The nice thing about #opendata these days I that, occassionally one of the immensely talented people working on code comes up with a nice simple implementation which, by virtue of it’s existance, not just decimates, but completely removes some of the arguments around #opendata.

There’s currently a belief that putting things in PDFs makes it harder to read, and that, in some way, will save some people political hassle.

Not so much any more. Jeni Tennison introduced me on twitter to @kitwallace – who built this this for converting tables in PDFs to csv/html/xml.

It’s worth an aside at this point to remember that tables in PDFs don’t exist.

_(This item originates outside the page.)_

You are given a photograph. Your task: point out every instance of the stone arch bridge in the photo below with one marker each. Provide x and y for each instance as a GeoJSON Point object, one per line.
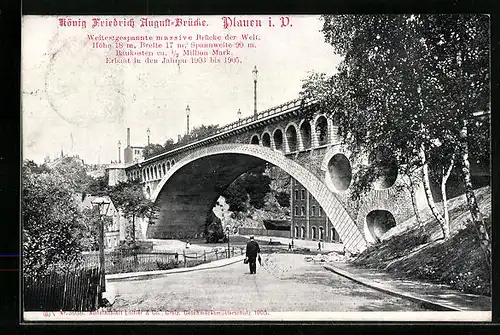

All you have chunks of text at positions x and y on a page; and you have lines that run from x1,y1 to x2,y2; and from those, you can see a table visually.

The most evil PDFs published are the Birmingham spending data. Simple, Long, Verbose, 80+Mb PDFs. Here’s the an html version, with links to CSV and XML:

http://184.73.216.20/exist/rest/db/apps/gtd/pdf2xml.xq?path=/db/apps/gtd/pesa&table=1.6&format=html

Not only will this save huge amounts of time; but it makes a potentially stronger argument to political types about publication: “If you publish as PDF, we’ll assume you’re trying to hide something”

 

posted: 28 Feb 2011